Di sini ditulis mazmur ini ‘dari Daud’, atau setidaknya ditulis dalam gaya Daud. Mazmur ini juga adalah mazmur yang dikutip Paulus dalam Surat Roma pasal 3. Dalam hal ini, terjemahan Alkitab Yunani (Septuaginta) penting karena yang dikutip Paulus adalah versi Septuaginta ini. Di sini kita akan mempelajari Mazmur ini dari versi Perjanjian Lama lebih dahulu, dan kemudian mengaitkannya dengan tulisan Paulus.

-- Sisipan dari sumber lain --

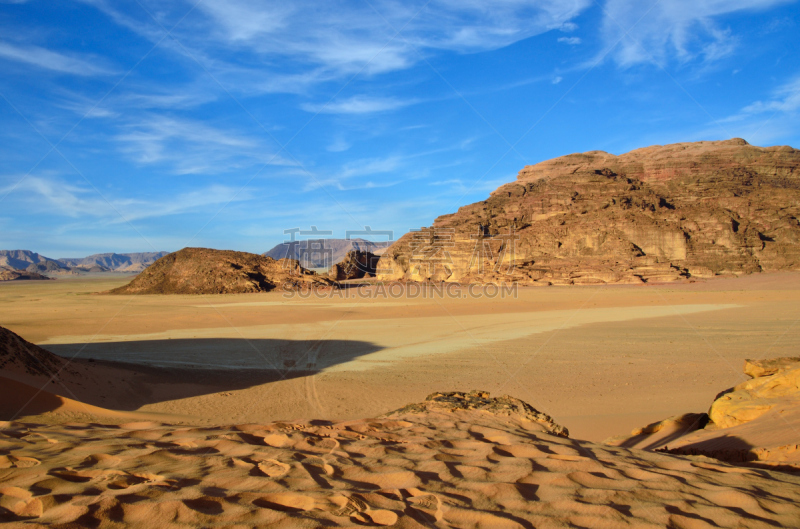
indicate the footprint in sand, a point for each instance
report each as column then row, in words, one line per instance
column 100, row 461
column 426, row 507
column 273, row 468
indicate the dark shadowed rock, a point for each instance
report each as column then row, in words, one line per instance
column 504, row 406
column 11, row 274
column 355, row 265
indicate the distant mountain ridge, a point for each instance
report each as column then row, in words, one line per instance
column 34, row 262
column 324, row 253
column 127, row 262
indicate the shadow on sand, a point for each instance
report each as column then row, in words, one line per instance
column 128, row 375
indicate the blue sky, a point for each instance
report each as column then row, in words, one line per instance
column 152, row 125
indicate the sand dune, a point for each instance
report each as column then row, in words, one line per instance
column 437, row 468
column 756, row 422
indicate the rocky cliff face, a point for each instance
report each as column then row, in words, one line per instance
column 355, row 265
column 206, row 271
column 661, row 213
column 754, row 423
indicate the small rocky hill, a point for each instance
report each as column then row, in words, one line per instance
column 12, row 274
column 660, row 213
column 323, row 253
column 206, row 271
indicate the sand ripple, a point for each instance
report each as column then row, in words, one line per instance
column 466, row 468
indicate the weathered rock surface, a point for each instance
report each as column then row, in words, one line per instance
column 205, row 271
column 757, row 422
column 656, row 214
column 355, row 265
column 11, row 274
column 17, row 355
column 442, row 464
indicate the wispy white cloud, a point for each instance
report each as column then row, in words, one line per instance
column 359, row 105
column 55, row 196
column 53, row 61
column 677, row 29
column 786, row 99
column 339, row 144
column 192, row 147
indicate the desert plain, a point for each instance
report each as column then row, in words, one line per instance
column 601, row 359
column 279, row 410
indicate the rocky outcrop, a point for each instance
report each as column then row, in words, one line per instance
column 754, row 423
column 769, row 366
column 656, row 214
column 355, row 265
column 323, row 253
column 205, row 271
column 504, row 406
column 752, row 399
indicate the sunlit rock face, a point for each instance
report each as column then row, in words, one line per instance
column 656, row 214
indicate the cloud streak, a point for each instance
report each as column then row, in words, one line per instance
column 51, row 60
column 78, row 202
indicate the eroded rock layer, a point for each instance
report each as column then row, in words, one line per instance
column 355, row 265
column 655, row 214
column 205, row 271
column 755, row 423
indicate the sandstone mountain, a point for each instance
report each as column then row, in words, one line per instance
column 19, row 356
column 206, row 271
column 33, row 262
column 323, row 253
column 125, row 262
column 754, row 423
column 21, row 259
column 355, row 265
column 444, row 463
column 660, row 213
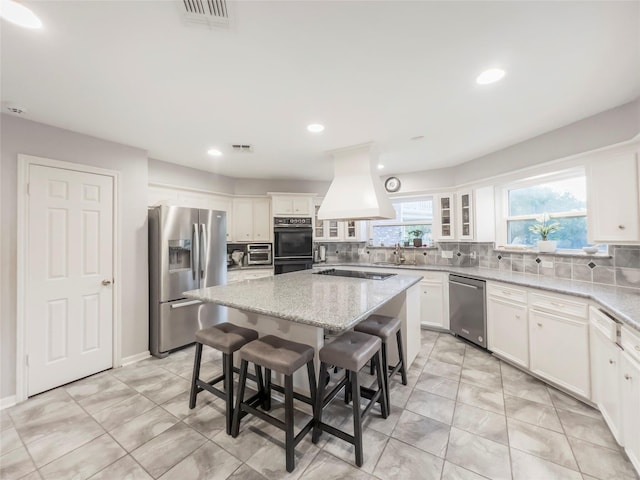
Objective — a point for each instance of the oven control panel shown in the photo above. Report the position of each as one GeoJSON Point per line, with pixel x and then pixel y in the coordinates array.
{"type": "Point", "coordinates": [292, 221]}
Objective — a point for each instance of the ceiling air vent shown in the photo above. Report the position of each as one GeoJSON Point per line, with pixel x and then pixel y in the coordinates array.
{"type": "Point", "coordinates": [242, 148]}
{"type": "Point", "coordinates": [212, 12]}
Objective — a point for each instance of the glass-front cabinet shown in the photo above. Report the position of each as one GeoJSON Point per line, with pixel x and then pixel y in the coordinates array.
{"type": "Point", "coordinates": [337, 230]}
{"type": "Point", "coordinates": [446, 214]}
{"type": "Point", "coordinates": [465, 231]}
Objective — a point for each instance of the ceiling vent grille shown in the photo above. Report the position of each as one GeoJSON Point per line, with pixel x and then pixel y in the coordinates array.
{"type": "Point", "coordinates": [239, 148]}
{"type": "Point", "coordinates": [212, 12]}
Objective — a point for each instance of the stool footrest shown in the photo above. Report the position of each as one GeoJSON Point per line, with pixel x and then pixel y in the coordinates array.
{"type": "Point", "coordinates": [296, 395]}
{"type": "Point", "coordinates": [338, 433]}
{"type": "Point", "coordinates": [334, 392]}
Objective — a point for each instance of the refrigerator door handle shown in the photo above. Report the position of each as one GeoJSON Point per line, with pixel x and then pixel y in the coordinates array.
{"type": "Point", "coordinates": [195, 250]}
{"type": "Point", "coordinates": [203, 253]}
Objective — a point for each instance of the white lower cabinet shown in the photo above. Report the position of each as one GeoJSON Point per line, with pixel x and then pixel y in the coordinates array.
{"type": "Point", "coordinates": [507, 325]}
{"type": "Point", "coordinates": [434, 301]}
{"type": "Point", "coordinates": [630, 393]}
{"type": "Point", "coordinates": [605, 370]}
{"type": "Point", "coordinates": [559, 349]}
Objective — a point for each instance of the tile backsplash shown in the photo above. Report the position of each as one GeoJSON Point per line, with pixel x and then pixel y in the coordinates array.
{"type": "Point", "coordinates": [621, 267]}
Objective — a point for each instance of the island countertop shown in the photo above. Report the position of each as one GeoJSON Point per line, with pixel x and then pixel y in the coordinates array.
{"type": "Point", "coordinates": [333, 303]}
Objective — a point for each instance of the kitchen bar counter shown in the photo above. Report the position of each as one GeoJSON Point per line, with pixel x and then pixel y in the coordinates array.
{"type": "Point", "coordinates": [332, 303]}
{"type": "Point", "coordinates": [622, 303]}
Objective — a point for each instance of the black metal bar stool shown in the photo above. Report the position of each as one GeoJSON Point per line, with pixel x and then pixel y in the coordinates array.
{"type": "Point", "coordinates": [226, 338]}
{"type": "Point", "coordinates": [384, 327]}
{"type": "Point", "coordinates": [351, 351]}
{"type": "Point", "coordinates": [285, 357]}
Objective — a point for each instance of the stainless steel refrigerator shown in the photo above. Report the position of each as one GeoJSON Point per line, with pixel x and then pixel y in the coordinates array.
{"type": "Point", "coordinates": [187, 250]}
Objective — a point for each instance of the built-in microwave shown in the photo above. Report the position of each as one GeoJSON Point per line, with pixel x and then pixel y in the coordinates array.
{"type": "Point", "coordinates": [259, 254]}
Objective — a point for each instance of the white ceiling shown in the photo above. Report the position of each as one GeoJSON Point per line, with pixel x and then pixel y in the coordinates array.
{"type": "Point", "coordinates": [382, 71]}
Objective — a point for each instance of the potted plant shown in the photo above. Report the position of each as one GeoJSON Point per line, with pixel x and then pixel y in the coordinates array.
{"type": "Point", "coordinates": [544, 227]}
{"type": "Point", "coordinates": [417, 237]}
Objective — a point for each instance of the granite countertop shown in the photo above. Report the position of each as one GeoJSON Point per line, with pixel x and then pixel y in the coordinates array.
{"type": "Point", "coordinates": [333, 303]}
{"type": "Point", "coordinates": [621, 303]}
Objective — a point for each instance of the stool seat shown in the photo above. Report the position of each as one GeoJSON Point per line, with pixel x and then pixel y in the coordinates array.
{"type": "Point", "coordinates": [277, 354]}
{"type": "Point", "coordinates": [226, 337]}
{"type": "Point", "coordinates": [380, 326]}
{"type": "Point", "coordinates": [350, 351]}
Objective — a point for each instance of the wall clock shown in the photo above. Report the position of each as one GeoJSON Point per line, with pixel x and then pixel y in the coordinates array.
{"type": "Point", "coordinates": [392, 184]}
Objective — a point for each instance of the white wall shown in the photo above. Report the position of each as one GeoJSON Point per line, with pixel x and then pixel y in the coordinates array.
{"type": "Point", "coordinates": [23, 136]}
{"type": "Point", "coordinates": [164, 173]}
{"type": "Point", "coordinates": [607, 128]}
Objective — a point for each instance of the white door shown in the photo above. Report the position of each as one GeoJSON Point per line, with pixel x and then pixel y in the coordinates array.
{"type": "Point", "coordinates": [69, 294]}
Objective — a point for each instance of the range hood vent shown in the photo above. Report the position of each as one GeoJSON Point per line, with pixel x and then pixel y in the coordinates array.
{"type": "Point", "coordinates": [356, 192]}
{"type": "Point", "coordinates": [211, 12]}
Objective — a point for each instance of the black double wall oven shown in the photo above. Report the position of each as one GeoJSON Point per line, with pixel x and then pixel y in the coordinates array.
{"type": "Point", "coordinates": [293, 244]}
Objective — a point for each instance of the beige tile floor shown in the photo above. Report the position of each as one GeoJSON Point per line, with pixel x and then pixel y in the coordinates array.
{"type": "Point", "coordinates": [464, 415]}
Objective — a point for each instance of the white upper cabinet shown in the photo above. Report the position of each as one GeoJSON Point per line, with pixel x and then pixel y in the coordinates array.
{"type": "Point", "coordinates": [252, 220]}
{"type": "Point", "coordinates": [338, 230]}
{"type": "Point", "coordinates": [612, 200]}
{"type": "Point", "coordinates": [290, 205]}
{"type": "Point", "coordinates": [468, 215]}
{"type": "Point", "coordinates": [444, 213]}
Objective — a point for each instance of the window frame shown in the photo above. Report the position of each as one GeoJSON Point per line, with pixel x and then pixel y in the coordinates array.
{"type": "Point", "coordinates": [502, 210]}
{"type": "Point", "coordinates": [394, 223]}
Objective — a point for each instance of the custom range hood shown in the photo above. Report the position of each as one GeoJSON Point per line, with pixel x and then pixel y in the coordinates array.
{"type": "Point", "coordinates": [356, 192]}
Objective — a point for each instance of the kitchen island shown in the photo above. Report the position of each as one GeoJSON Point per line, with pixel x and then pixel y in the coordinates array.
{"type": "Point", "coordinates": [304, 306]}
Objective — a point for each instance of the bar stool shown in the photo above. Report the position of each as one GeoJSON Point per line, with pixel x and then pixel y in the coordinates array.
{"type": "Point", "coordinates": [285, 357]}
{"type": "Point", "coordinates": [384, 327]}
{"type": "Point", "coordinates": [226, 338]}
{"type": "Point", "coordinates": [351, 351]}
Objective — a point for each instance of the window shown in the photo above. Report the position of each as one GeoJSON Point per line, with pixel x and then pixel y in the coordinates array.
{"type": "Point", "coordinates": [411, 215]}
{"type": "Point", "coordinates": [563, 197]}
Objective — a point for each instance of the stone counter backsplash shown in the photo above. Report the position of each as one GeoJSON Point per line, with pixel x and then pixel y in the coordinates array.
{"type": "Point", "coordinates": [620, 268]}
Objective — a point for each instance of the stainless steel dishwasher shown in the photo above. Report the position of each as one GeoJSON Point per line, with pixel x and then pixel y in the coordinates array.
{"type": "Point", "coordinates": [468, 309]}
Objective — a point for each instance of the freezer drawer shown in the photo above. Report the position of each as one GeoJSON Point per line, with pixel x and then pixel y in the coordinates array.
{"type": "Point", "coordinates": [179, 321]}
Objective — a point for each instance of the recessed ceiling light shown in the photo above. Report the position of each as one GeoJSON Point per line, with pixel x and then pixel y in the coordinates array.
{"type": "Point", "coordinates": [18, 14]}
{"type": "Point", "coordinates": [490, 76]}
{"type": "Point", "coordinates": [315, 128]}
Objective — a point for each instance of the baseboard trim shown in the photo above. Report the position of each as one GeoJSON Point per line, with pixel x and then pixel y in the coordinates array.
{"type": "Point", "coordinates": [7, 402]}
{"type": "Point", "coordinates": [135, 358]}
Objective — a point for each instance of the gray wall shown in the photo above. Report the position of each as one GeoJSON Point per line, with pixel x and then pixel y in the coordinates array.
{"type": "Point", "coordinates": [23, 136]}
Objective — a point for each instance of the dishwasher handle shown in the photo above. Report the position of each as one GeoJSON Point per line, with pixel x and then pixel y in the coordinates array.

Mazmur 14 sangat mirip dengan Mazmur 12, sebuah mazmur yang menguatkan orang-orang benar yang minoritas, yang keadaannya di bawah, tidak punya power. Di sini juga ada semacam kontras antara kebebalan dan bijaksana; dalam pengertian paradoksal, apa yang dilihat Tuhan dengan yang dilihat dunia itu berbeda, yang biasanya dianggap hebat ternyata di hadapan Tuhan sebetulnya bodoh/bebal. Sebaliknya, orang yang hidup bergantung kepada Tuhan, dari mata dunia kelihatan seperti orang-orang bodoh, yang tidak berjuang, yang tidak punya kemampuan, tapi itulah orang-orang yang bijaksana menurut Tuhan.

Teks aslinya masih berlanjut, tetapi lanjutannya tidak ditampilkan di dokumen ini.